LM Transparency Tool: Interactive Tool for Analyzing Transformer Language Models
Igor Tufanov, Karen Hambardzumyan, Javier Ferrando, Elena Voita
TL;DR
The paper addresses the challenge of understanding transformer language models in high-stakes settings by proposing LM Transparency Tool (LM-TT), an open-source interactive framework that renders the entire prediction process transparent. It leverages the Information Flow Subgraph approach, grounded in ferrando_voita2024routes, to identify the crucial components and provides fine-grained attributions to individual attention heads and FFN neurons, complemented by logit-lens visualizations and vocabulary projections. Key contributions include end-to-end transparency of computations, efficient extraction of task-relevant components, and an interactive UI that supports programmatic use and model extensibility via TransformerLens.

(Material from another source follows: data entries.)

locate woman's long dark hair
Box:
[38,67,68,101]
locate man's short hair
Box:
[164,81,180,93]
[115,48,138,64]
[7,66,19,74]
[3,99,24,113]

This tool significantly lowers the barrier to hypothesis generation and verification for large models, enabling practitioners to inspect biases, safety-related reasoning routes, and factuality concerns with greater speed and precision.
Abstract
We present the LM Transparency Tool (LM-TT), an open-source interactive toolkit for analyzing the internal workings of Transformer-based language models. Differently from previously existing tools that focus on isolated parts of the decision-making process, our framework is designed to make the entire prediction process transparent, and allows tracing back model behavior from the top-layer representation to very fine-grained parts of the model. Specifically, it (1) shows the important part of the whole input-to-output information flow, (2) allows attributing any changes done by a model block to individual attention heads and feed-forward neurons, (3) allows interpreting the functions of those heads or neurons. A crucial part of this pipeline is showing the importance of specific model components at each step. As a result, we are able to look at the roles of model components only in cases where they are important for a prediction. Since knowing which components should be inspected is key for analyzing large models where the number of these components is extremely high, we believe our tool will greatly support the interpretability community both in research settings and in practical applications.